Winter's Edge describes the friendship between two old women who live and work in San Francisco's Tenderloin. Calling the novel "depressing at times, and certainly no lightweight," a Publishers Weekly reviewer added that Winter's Edge "takes a thought-provoking look at human nature."

Among Miner's other novels is A Walking Fire, a portrayal of the extended aftereffects of the Vietnam War. In Range of Light the Sierra Mountains of California are the backdrop for a reunion of two high school friends. Though middle-aged, the women are still holding onto issues more than twenty-five years in the making, and the trip provides them with the opportunity to begin to heal old wounds. Booklist reviewer Whitney Scott found that the novel "has an emotional poignancy that [Miner's] fans will embrace." Venetia Porter wrote in a review for Lambda Book Report: "There is a lyrical subtlety to Miner's work that is slow to unfold, but the result is both seductive and at the end worth the journey." Miner "portrays [the setting] vividly enough to make the reader start packing for Yosemite," commented a Library Journal contributor.

After Eden, Miner's eighth novel, takes place in the aftermath of the death of fifty-year-old Emily's longtime partner. Even as Emily's friends rally around her and she settles into the group's shared California ranch, an unending array of obstacles threaten the new life she is making for herself. Although a Kirkus Reviews critic found the novel's characterizations "shallow," the reviewer appreciated Miner's "evocation of place."
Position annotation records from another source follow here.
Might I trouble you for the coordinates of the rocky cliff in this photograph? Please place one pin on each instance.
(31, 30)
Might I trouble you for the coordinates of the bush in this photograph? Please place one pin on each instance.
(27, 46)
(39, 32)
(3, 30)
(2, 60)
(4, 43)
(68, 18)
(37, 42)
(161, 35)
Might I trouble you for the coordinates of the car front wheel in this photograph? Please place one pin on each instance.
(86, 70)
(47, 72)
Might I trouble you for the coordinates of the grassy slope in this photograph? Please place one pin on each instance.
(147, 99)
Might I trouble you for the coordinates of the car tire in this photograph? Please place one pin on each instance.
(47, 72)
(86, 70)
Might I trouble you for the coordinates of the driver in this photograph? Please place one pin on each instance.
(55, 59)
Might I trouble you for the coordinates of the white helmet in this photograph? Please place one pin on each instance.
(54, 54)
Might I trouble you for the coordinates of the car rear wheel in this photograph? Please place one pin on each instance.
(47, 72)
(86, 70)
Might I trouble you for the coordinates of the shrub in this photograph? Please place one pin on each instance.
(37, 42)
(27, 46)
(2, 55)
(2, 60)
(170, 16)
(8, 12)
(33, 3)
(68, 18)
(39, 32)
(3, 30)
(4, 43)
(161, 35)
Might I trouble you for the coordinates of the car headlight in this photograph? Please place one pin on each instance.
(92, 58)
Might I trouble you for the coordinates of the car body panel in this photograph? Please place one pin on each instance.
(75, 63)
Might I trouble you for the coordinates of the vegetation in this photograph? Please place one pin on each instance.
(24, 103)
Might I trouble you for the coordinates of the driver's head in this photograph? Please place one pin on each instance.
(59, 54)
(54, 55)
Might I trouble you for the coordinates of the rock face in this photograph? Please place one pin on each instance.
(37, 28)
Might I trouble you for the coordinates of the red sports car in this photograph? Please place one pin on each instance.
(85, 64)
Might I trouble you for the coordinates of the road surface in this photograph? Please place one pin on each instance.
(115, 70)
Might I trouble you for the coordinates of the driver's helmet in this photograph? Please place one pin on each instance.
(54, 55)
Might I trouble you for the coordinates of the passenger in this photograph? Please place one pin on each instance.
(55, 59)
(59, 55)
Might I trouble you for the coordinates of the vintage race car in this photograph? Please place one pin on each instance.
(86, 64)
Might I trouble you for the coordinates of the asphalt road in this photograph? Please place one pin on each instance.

Miner is also the author of several short story collections, including Trespassing and Other Stories and Abundant Light: Short Fiction. The stories in Abundant Light center on a theme of travel and displacement, exploring the definitions of home and family. In a review for Prairie Schooner, Elizabeth Horan remarked that Miner has a "gift for dialogue and for telling domestic details."

BIOGRAPHICAL AND CRITICAL SOURCES:

BOOKS

Backtalk: Women Writers Speak Out, Rutgers University Press (New Brunswick, NJ), 1993.

Contemporary Literature Criticism, Volume 40, Gale (Detroit, MI), 1988.

Feminist Writers, St. James Press (Detroit, MI), 1996.

Miner, Valerie, Rumors from the Cauldron: Selected Essays, Reviews, and Reportage, University of Michigan Press (Ann Arbor, MI), 1992.

PERIODICALS

Booklist, April 15, 1998, Whitney Scott, review of Range of Light, p. 1429.

Kirkus Reviews, January 15, 2007, review of After Eden, p. 46.

Lambda Book Report, July, 1998, Venetia Porter, review of Range of Light, p. 27.

Library Journal, March 15, 1998, Michele Leber, review of Range of Light, p. 94.

Prairie Schooner, winter, 2005, Elizabeth Horan, review of Abundant Light: Short Fiction, p. 183.

Publishers Weekly, September 27, 1985, review of Winter's Edge, p. 95.

Washington Post Book World, March 20, 1983, Jean M. White, review of Murder in the English Department, p. 11.